NASCAR fans and the new fans NASCAR is hoping to attract deserve better television coverage than what they’ve been getting so far. And with Fox on the docket for four more months, it’s going to be a long wait for that better coverage if these first races are a barometer of what’s to come.

• Assigning blame for the incident on the track is a futile exercise. Don’t attempt to do it. Busch attempted to pinch Logano down entering turn 3 as the two went to the inside of Brad Keselowski and his wounded car.

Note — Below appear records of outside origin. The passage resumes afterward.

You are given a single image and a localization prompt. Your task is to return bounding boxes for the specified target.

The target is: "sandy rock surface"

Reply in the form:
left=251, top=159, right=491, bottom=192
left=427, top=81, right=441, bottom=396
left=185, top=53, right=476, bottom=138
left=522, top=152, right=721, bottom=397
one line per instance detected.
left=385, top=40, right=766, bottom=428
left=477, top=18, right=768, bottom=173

But Busch carried too much speed into the corner and washed up the track. Seizing the opening, Logano drove to the inside of Busch but his car didn’t stick on the inside line. He washed up, making contact with Busch and, well, you know what happened next.

Kyle Busch and Joey Logano on the last lap. (Fox)
Kyle Busch and Joey Logano on the last lap. (Fox)

This would have been foolish if the incident happened on lap 60 of the 267-lap race. In fact, Logano showed some stark pragmatism around that point earlier in the day when he checked up on the backstretch after Jamie McMurray slid in front of him after a restart. Had Logano not gotten out of the gas, the entire field could have been crashed.

But this was the last lap. Heck, it was the final two corners of the final lap. It’s exactly when drivers are supposed to drive as hard as possible for every position. While we understand Busch’s anger, it can also be frustrating to see unnecessary fights like these. They’re fodder for pageviews and attention, but they really don’t do much else.

• Kevin Harvick was unhappy with the speed of the safety team’s response to his crash early in Sunday’s race. Harvick blew a tire on the frontstretch and his car slammed into the wall.

“[The tire] started vibrating about four or five laps there before it blew out, and I was just trying to ride it to the end of the stage there. Obviously, it didn’t make it. The worst part was the medical response. It took them forever to get to the car. I thought we made that better, but obviously we haven’t.”

• Harvick entered Sunday’s race as the points leader. He’s not any longer thanks to that crash. The new honors go to Keselowski, who finished fifth despite a broken part that caused him to give up the lead late in the race. Keselowski has 132 points in NASCAR’s new standings, one more than Kyle Larson.